Whenever a post from Rachel at Hands Free Mama shows up in my reader, I click on it immediately. While I have always made it a priority to put away all of our various devices when spending time with Baby, Rachel and her Hands Free revolution inspire me to be better. She helps me remember that simply going device-less does not a hands free mama make. It takes concentration and commitment.
Yesterday, I came across her post Saturday #286 on Scary Mommy (no, I don’t have the book yet but I’m dying to get my hands on it!). In the post, she talks about an article that I, by odd coincidence, read this morning while catching up on the serious stack of Parents magazines that have been building up for months.
I won’t do nearly as nice a job of summarizing the article as Rachel did so, go read her’s and then come back.
Now, my daughter is two-and-a-half. So we’ve spent just 130 Saturdays so far. I still have 810 left. 810 more Saturdays to hold her hand, live in her world, breathe her in. 810 more Saturdays to make thousands of memories.
Except it’s really not 810. Because inevitably, I’ll find myself traveling on some of those Saturdays. As she gets older, she’ll take trips of her own or go on sleepovers. I may have to work. She’ll have to do homework. I’ll get sick. She’ll get sick.
And suddenly I am dropping her off at college and dreading my return to an empty home….
Ok… deep breath.
As Rachel and the article, authored by Dr. Harley Rotbart (author of No Regrets Parenting) point out, the point is not to panic. The point is to realize that we have the time now.
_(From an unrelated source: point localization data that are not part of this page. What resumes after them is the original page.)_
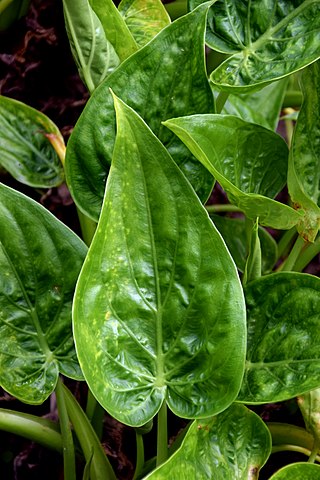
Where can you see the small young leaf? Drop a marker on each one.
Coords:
(283, 356)
(233, 231)
(158, 311)
(233, 445)
(25, 150)
(165, 78)
(249, 162)
(303, 470)
(267, 40)
(93, 53)
(262, 107)
(40, 260)
(304, 159)
(144, 18)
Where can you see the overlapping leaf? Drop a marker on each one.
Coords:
(233, 445)
(283, 357)
(233, 231)
(93, 53)
(307, 471)
(249, 162)
(164, 79)
(304, 160)
(40, 260)
(25, 150)
(145, 18)
(262, 107)
(266, 39)
(158, 312)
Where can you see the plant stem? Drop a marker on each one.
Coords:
(140, 455)
(286, 241)
(69, 462)
(162, 435)
(100, 468)
(221, 100)
(293, 448)
(288, 264)
(222, 208)
(40, 430)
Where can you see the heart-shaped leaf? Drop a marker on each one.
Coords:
(40, 260)
(233, 445)
(165, 78)
(266, 39)
(159, 311)
(304, 159)
(303, 470)
(25, 149)
(249, 162)
(233, 231)
(144, 18)
(283, 357)
(93, 53)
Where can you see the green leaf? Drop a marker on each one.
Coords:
(158, 312)
(249, 162)
(304, 159)
(144, 18)
(40, 260)
(25, 149)
(156, 93)
(234, 445)
(303, 470)
(233, 231)
(262, 107)
(283, 357)
(309, 405)
(115, 28)
(93, 53)
(266, 39)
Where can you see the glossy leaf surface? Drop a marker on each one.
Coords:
(283, 357)
(303, 470)
(159, 311)
(115, 28)
(304, 160)
(266, 40)
(93, 53)
(149, 83)
(262, 107)
(25, 151)
(233, 231)
(249, 162)
(234, 445)
(144, 18)
(40, 260)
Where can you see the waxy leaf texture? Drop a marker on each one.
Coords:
(159, 312)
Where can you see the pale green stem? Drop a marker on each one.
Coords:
(69, 462)
(140, 455)
(221, 100)
(100, 468)
(293, 448)
(311, 250)
(289, 263)
(39, 430)
(162, 435)
(222, 208)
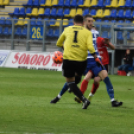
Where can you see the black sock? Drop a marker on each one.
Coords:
(76, 91)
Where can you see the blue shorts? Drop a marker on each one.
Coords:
(94, 68)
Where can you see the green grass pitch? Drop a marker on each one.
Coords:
(25, 107)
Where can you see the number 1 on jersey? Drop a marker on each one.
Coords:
(75, 36)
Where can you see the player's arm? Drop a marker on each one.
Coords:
(61, 40)
(109, 44)
(90, 44)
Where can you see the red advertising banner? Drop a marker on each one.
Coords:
(32, 60)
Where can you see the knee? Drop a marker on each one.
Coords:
(77, 79)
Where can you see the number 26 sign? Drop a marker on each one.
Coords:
(36, 32)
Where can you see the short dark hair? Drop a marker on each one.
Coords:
(78, 18)
(88, 15)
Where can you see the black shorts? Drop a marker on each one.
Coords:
(69, 68)
(106, 66)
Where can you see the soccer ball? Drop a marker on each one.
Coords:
(57, 57)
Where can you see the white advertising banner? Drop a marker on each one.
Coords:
(3, 56)
(32, 60)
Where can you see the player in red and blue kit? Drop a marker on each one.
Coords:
(94, 68)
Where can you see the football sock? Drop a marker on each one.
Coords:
(109, 87)
(64, 89)
(84, 85)
(94, 88)
(73, 87)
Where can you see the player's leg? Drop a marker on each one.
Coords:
(104, 76)
(63, 90)
(85, 81)
(95, 86)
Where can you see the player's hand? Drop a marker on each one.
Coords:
(98, 62)
(106, 41)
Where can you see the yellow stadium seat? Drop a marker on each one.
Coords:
(54, 2)
(48, 3)
(6, 2)
(106, 13)
(20, 22)
(99, 13)
(34, 12)
(72, 13)
(41, 11)
(114, 3)
(79, 11)
(86, 3)
(58, 22)
(121, 3)
(65, 22)
(93, 3)
(26, 21)
(1, 2)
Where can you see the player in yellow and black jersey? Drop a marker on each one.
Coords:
(77, 40)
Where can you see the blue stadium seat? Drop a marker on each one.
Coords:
(107, 3)
(33, 21)
(128, 3)
(70, 22)
(8, 21)
(53, 12)
(39, 22)
(47, 21)
(50, 33)
(2, 21)
(56, 33)
(85, 12)
(22, 12)
(105, 34)
(67, 3)
(133, 3)
(29, 3)
(73, 3)
(80, 2)
(100, 3)
(60, 12)
(120, 13)
(66, 11)
(42, 2)
(128, 35)
(36, 3)
(128, 21)
(24, 32)
(113, 13)
(18, 31)
(119, 35)
(128, 14)
(52, 22)
(47, 12)
(16, 12)
(93, 12)
(113, 21)
(61, 3)
(15, 19)
(1, 31)
(28, 10)
(6, 31)
(133, 14)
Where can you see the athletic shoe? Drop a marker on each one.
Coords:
(86, 104)
(116, 103)
(55, 100)
(77, 100)
(89, 98)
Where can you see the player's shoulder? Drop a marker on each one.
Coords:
(94, 31)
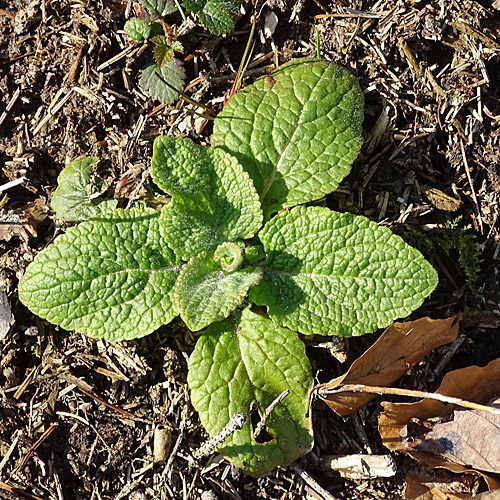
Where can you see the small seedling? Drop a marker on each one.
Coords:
(232, 236)
(215, 15)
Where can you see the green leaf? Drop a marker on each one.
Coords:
(206, 293)
(73, 199)
(296, 131)
(160, 8)
(111, 277)
(216, 19)
(137, 29)
(243, 366)
(338, 274)
(214, 199)
(162, 52)
(171, 72)
(194, 5)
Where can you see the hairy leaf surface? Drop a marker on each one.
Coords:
(215, 15)
(205, 293)
(236, 368)
(72, 200)
(111, 277)
(338, 274)
(137, 29)
(214, 199)
(296, 131)
(159, 8)
(172, 72)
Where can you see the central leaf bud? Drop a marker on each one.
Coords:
(228, 256)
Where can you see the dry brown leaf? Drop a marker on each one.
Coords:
(477, 384)
(439, 484)
(488, 495)
(470, 439)
(441, 200)
(399, 348)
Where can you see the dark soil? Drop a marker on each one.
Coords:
(432, 67)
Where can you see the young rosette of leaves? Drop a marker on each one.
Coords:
(111, 278)
(215, 15)
(296, 131)
(212, 284)
(338, 274)
(73, 199)
(138, 29)
(171, 72)
(242, 364)
(213, 198)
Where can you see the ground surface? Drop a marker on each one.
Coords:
(433, 67)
We should savor it, enjoy it.
Splurge on those small moments that you might have otherwise ignored.
Last week, I took Baby on a ‘quick trip’ to the grocery store in search of a key ingredient we were missing for dinner. It was 5:15. Rush hour at the grocery store. I wanted to get in and out as quickly as possible to keep dinner on schedule.
‘It’s all good!’ I assured myself. ‘Ten minutes, fifteen tops, and we’ll be back.’
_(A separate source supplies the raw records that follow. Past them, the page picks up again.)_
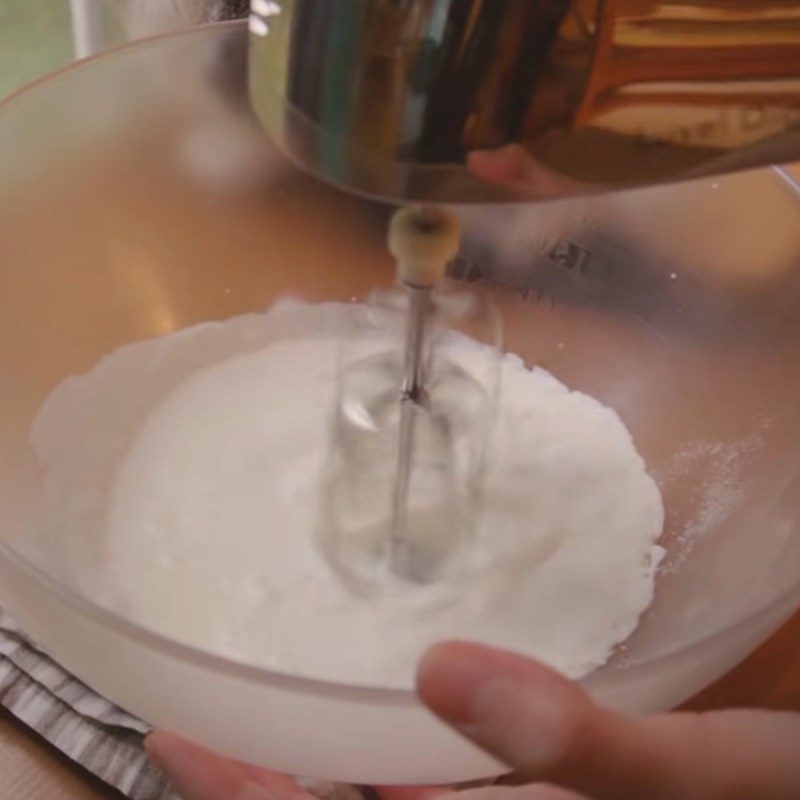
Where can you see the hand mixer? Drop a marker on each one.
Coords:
(393, 97)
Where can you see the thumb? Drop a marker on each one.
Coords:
(546, 728)
(199, 774)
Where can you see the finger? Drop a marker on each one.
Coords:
(412, 792)
(546, 728)
(199, 774)
(514, 167)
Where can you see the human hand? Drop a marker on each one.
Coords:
(550, 734)
(513, 167)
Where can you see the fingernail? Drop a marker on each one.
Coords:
(452, 679)
(252, 791)
(490, 695)
(194, 771)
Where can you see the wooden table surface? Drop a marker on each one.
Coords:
(31, 770)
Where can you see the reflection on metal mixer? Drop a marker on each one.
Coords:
(387, 97)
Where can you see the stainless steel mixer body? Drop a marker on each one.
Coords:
(388, 97)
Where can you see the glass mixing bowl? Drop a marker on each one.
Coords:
(137, 197)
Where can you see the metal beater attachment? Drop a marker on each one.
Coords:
(414, 401)
(423, 241)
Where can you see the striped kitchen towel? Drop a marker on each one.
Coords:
(90, 730)
(87, 728)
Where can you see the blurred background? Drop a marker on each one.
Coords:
(35, 38)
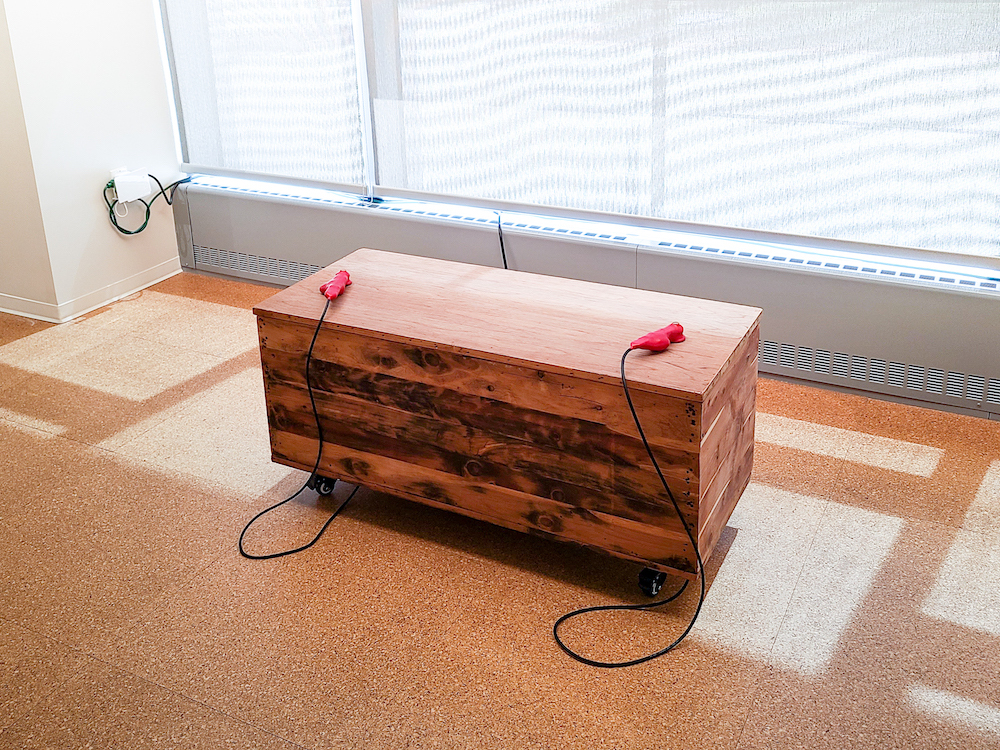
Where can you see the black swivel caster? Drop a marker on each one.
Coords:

Nearly 45 minutes later, we finally arrived back home. I mused to myself that nobody ever told me having a 2-year old means it will take 2 times longer to do things than it used to. And then I rushed to get dinner ready.
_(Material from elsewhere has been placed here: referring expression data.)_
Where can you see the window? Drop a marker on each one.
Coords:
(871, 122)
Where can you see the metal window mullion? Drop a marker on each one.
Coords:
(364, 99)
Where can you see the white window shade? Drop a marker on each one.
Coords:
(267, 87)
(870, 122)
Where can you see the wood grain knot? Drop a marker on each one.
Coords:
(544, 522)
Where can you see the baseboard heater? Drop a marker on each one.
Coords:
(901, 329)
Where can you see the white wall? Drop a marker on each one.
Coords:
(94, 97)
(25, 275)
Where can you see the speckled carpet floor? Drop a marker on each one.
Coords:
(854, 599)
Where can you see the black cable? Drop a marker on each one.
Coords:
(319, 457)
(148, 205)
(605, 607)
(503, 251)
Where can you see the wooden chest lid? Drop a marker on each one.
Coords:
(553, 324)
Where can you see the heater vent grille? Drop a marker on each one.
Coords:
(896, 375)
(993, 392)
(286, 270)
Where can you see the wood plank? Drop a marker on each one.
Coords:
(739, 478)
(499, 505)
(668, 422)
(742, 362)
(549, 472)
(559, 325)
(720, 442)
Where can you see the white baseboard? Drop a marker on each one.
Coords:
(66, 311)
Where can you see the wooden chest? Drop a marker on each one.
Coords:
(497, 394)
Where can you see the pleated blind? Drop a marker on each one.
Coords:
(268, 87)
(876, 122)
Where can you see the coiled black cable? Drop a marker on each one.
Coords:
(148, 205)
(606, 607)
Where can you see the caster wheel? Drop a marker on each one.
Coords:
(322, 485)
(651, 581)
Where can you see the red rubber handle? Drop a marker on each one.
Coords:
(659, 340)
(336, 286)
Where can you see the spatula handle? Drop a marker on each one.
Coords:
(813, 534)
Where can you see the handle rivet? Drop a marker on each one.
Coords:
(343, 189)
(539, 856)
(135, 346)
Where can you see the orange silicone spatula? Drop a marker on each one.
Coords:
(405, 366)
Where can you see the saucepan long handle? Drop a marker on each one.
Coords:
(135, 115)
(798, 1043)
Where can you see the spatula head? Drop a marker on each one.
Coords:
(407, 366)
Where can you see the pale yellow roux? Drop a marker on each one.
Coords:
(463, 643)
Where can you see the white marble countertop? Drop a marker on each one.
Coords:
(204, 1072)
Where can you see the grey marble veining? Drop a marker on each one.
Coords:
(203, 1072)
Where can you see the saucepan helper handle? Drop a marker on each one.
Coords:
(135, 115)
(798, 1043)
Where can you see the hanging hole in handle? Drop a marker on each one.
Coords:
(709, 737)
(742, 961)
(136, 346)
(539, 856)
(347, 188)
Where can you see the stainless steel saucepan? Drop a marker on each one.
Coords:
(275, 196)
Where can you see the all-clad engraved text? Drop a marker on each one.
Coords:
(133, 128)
Now I’m looking at that errand differently.
From the very start, it was a memory.
Watching her decide which pair of shoes to wear. Which toy to bring with her. Chatting with her in the car on the way over. Listening as she noticed (and narrated) the world around her. Singing ‘Wheels on the Bus’ in the car because we happened to pass a bus. Listening to her debate which bag of rice we should buy. Watching her proudly carry the bag of rice to the register. Feeling her delight when I let her scan the rice herself. Chatting with her all the way home.
It may have taken me double the time. But in that trip, I made double the memories.
And that’s the point. As Dr. Rotbart noted, memories are certainly made during the big events, the big planned trips to the museum or big Sunday brunches. But they are also made when you simply splurge on an ordinary, everyday, ‘quick’ trip to the grocery store.